Nominations opened for this year’s HCD awards in March, just as COVID-19 cases began to increase in the US. Members of healthcare communities around the world, including Matić-Isautier, began to focus their efforts on safety of the healthcare workers on the frontlines, personal protective equipment (PPE), and efforts to contain the virus. 

Matić-Isautier was awarded Researcher of the Year for her work. As a Ph.D. candidate in the School of Architecture and a graduate researcher with SimTigrate Design Lab, her research aims to bridge the gaps in design as they relate to behavioral choices and health outcomes. Looking at not only healthcare design, but her doctoral thesis is also focused on the bigger picture of design for health, exploring how design affects behavioral choices and how individuals perceive and use health-promoting resources in the Atlanta area.

Over the past several years, Matić has focused on the design of biocontainment units (BCUs), exploring ways in which design can be used to improve staff safety and patient experiences in these spaces.  

Her research on biocontainment unit design dates back to the 2014-2015 Ebola outbreak. Matić-Isautier was a part of a multidisciplinary research program Prevention Epicenter of Emory and Atlanta Consortium Hospitals (PEACH)that produced several peer-reviewed journal publications. She co-authored a publication titled, “Design Strategies for Biocontainment Units to Reduce Risk During Doffing of High-level Personal Protective Equipment,” that underscores the role of design in supporting staff safety and which was published in the Journal of Clinical Infectious Diseases 

Matić-Isautier led the SimTigrate Design Lab’s 2019 collaboration with Children’s Healthcare of Atlanta (CHOA) in the analysis of the layout and organization of Personal Protective Equipment (PPE) doffing space in biocontainment units. This research has helped to refine the design of the six BCUs that will go to the new bed tower at CHOA’s, which aims to open in 2025. 

Most recently, Matić-Isautier was the lead author of a white paper titled, “Design Strategies for Biocontainment Units: Creating Safer Environments.” The paper is translated into Mandarin, Korean, Portuguese, and Farsi and made available online, providing useful information for architects, interior designers, and facility managers– everyone who is looking at ways to create safer and more efficient BCUs.
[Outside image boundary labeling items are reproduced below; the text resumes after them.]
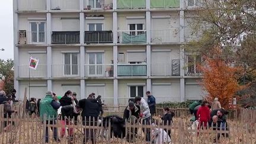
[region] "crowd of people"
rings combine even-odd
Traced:
[[[16,91],[13,89],[12,93],[6,95],[4,91],[0,91],[0,104],[4,104],[4,117],[11,117],[13,110],[13,104],[18,101],[15,96]],[[148,96],[147,101],[143,97],[136,97],[129,100],[129,104],[124,109],[123,117],[121,121],[130,121],[131,118],[134,118],[133,122],[142,121],[144,125],[159,124],[158,120],[153,120],[153,116],[156,112],[156,99],[151,94],[150,91],[146,93]],[[104,103],[101,101],[101,96],[98,95],[95,98],[95,94],[91,93],[87,98],[78,100],[76,93],[71,91],[66,91],[63,97],[56,96],[52,92],[47,91],[46,96],[41,100],[37,101],[34,98],[31,98],[27,101],[27,112],[30,115],[37,114],[40,119],[46,120],[47,124],[55,124],[57,120],[63,125],[76,124],[78,117],[81,115],[82,124],[85,126],[97,126],[98,117],[102,117],[104,113],[103,106]],[[221,107],[220,103],[217,98],[215,98],[210,105],[206,101],[196,101],[189,105],[189,108],[193,117],[191,121],[198,121],[197,129],[205,129],[213,127],[213,129],[227,130],[228,124],[225,116],[227,112]],[[162,120],[164,125],[171,125],[172,123],[172,118],[174,113],[170,111],[168,107],[163,109],[164,116],[158,116]],[[5,126],[8,124],[5,123]],[[49,141],[48,127],[46,127],[46,142]],[[53,133],[53,138],[56,141],[58,139],[57,129],[50,127]],[[136,131],[137,129],[136,129]],[[171,131],[166,129],[153,129],[151,131],[150,129],[143,129],[146,140],[148,142],[152,140],[155,143],[171,142]],[[65,135],[66,129],[65,126],[61,128],[60,137]],[[96,130],[93,129],[85,129],[84,134],[85,139],[84,139],[84,143],[90,140],[92,143],[95,143],[95,133]],[[72,141],[73,137],[73,129],[69,128],[68,130],[69,140]],[[157,133],[157,135],[156,135]],[[220,136],[218,134],[219,138]],[[165,137],[160,139],[159,137]],[[162,140],[165,140],[162,142]]]
[[[196,124],[198,122],[197,129],[212,127],[213,130],[228,130],[226,121],[226,115],[228,112],[221,107],[217,98],[210,104],[207,101],[195,101],[189,105],[190,113],[193,114],[190,121]],[[199,133],[197,133],[197,135]],[[228,135],[223,133],[225,137]],[[220,137],[220,133],[217,134],[216,142]]]

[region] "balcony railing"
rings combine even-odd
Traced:
[[[53,77],[79,76],[79,65],[52,65],[52,75]]]
[[[29,68],[28,65],[18,66],[18,77],[20,78],[46,78],[47,65],[39,65],[36,70]],[[29,72],[30,71],[30,75]]]
[[[111,9],[112,0],[84,0],[84,9]]]
[[[113,43],[113,32],[112,31],[85,31],[84,43]]]
[[[172,63],[151,64],[152,76],[180,75],[180,60],[172,60]]]
[[[146,0],[117,0],[118,9],[145,9]]]
[[[151,7],[161,8],[178,8],[180,0],[151,0]]]
[[[18,0],[18,10],[45,10],[46,0]]]
[[[180,29],[151,30],[152,43],[174,43],[180,41]]]
[[[85,65],[86,76],[113,76],[113,64],[87,64]]]
[[[202,72],[197,68],[196,65],[188,65],[187,68],[187,75],[201,75]]]
[[[79,31],[53,31],[52,43],[79,43]]]
[[[146,75],[146,64],[118,64],[118,76]]]
[[[46,31],[27,31],[20,30],[18,32],[19,44],[46,43]]]
[[[146,30],[127,30],[118,31],[120,43],[136,43],[146,42]]]
[[[79,0],[51,0],[51,9],[79,9]]]

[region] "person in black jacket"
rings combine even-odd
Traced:
[[[88,97],[87,99],[85,98],[79,100],[78,104],[82,109],[81,116],[83,124],[86,126],[97,126],[98,117],[100,115],[100,105],[98,101],[93,98],[93,97]],[[93,123],[94,121],[94,123]],[[90,139],[92,144],[94,144],[95,139],[94,132],[97,132],[97,130],[94,129],[85,129],[84,131],[86,137],[85,140],[84,139],[83,143],[85,144],[88,139]]]
[[[161,117],[159,116],[159,117],[161,118],[161,119],[164,121],[164,126],[171,126],[171,123],[172,123],[172,117],[174,116],[174,113],[170,111],[169,108],[165,107],[164,108],[164,116]],[[167,132],[167,129],[164,129],[164,130]],[[171,137],[171,130],[168,130],[168,134],[169,136]]]
[[[4,104],[7,101],[7,98],[5,95],[6,94],[4,91],[0,91],[0,104]]]
[[[102,116],[103,114],[103,105],[104,105],[104,104],[101,102],[101,95],[98,95],[97,97],[97,98],[96,98],[96,100],[98,101],[98,103],[100,105],[100,111],[101,112],[100,115]]]
[[[64,107],[66,105],[70,105],[72,104],[72,92],[71,91],[66,91],[64,96],[63,96],[59,102],[60,103],[60,106]]]
[[[123,114],[123,120],[128,120],[128,119],[133,116],[137,119],[139,118],[140,107],[139,105],[135,104],[133,101],[130,101],[128,106],[125,108]]]
[[[74,100],[75,103],[76,103],[76,104],[78,104],[78,101],[76,99],[76,92],[73,92],[72,98],[73,98],[73,100]]]
[[[61,108],[62,112],[62,120],[60,121],[60,123],[62,126],[72,124],[71,120],[74,119],[75,124],[77,122],[77,117],[80,114],[80,111],[82,110],[80,107],[76,104],[75,106],[75,109],[73,105],[66,105]],[[63,137],[65,134],[66,129],[65,127],[62,127],[60,131],[60,136]],[[68,135],[71,138],[71,140],[73,139],[73,128],[69,128],[68,130]]]

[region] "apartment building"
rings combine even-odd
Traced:
[[[201,99],[200,57],[182,44],[198,0],[14,0],[15,88],[95,92],[124,104],[151,91],[158,103]],[[29,69],[30,57],[39,59]]]

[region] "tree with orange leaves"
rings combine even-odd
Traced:
[[[212,101],[217,97],[223,108],[232,108],[233,98],[244,87],[238,81],[241,69],[229,66],[217,57],[206,57],[204,62],[199,68],[203,72],[201,85],[208,92],[206,98]]]

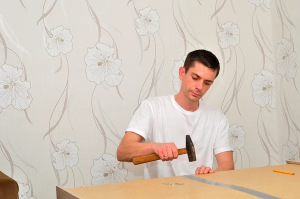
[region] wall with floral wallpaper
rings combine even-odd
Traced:
[[[118,144],[143,100],[178,91],[178,68],[196,49],[221,64],[202,100],[228,117],[236,168],[299,160],[298,4],[6,1],[0,170],[20,198],[142,179],[142,166],[117,160]]]

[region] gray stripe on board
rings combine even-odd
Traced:
[[[251,195],[256,196],[262,198],[266,199],[273,199],[273,198],[280,198],[275,197],[274,196],[269,195],[268,194],[264,194],[262,192],[260,192],[257,190],[251,190],[250,188],[246,188],[242,186],[236,186],[232,184],[225,184],[224,183],[218,182],[214,181],[208,180],[206,179],[202,178],[200,178],[196,177],[194,176],[182,176],[182,177],[196,180],[200,182],[206,183],[206,184],[215,185],[216,186],[222,186],[226,188],[232,188],[232,190],[236,190],[240,192],[244,192]]]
Lisa Lim, an alumna of the Ph.D. in Architecture program and former researcher with SimTigrate Design Lab and Imagine Lab, was named HDC’s Educator of the Year.

Lim joined the Texas Tech University College of Architecture as an assistant professor in 2018, teaching graduate and undergraduate design studios and elective courses in design and health. Lim studied evidence-based design at Georgia Tech. Like Matić-Isautier, Lim studied healthy environments for people and understanding how their behaviors and feelings are impacted by physical environments. She now teaches students about this type of health-driven design.

Lim keeps close ties to SimTigrate Design Lab and contributed to “Design Strategies for Biocontainment Units: Creating Safer Environments,” along with Matić-Isautier, Benton Humphreys, Yeinn Oh, and Jennifer Dubose, which was published by Korea Institute of Healthcare Architecture in 2020

HCD recognized Lim’s accomplishments with her teaching efforts providing real-world and collaborative learning environments to the students. Her research studies healthcare facility design, its effect on teamwork, and its impact on the well-being of healthcare professionals. 

Lim also developed “Visual Power,” that “quantifies interpersonal visual relationships among users of a space, furthering analytical capabilities of the field,” and “Functional Scenario analysis approach” to analyze and evaluate healthcare settings from the users’ perspective. Using this method, researchers are able to quantify spatial features for patients, providers, and family members to improve the comparisons of design options.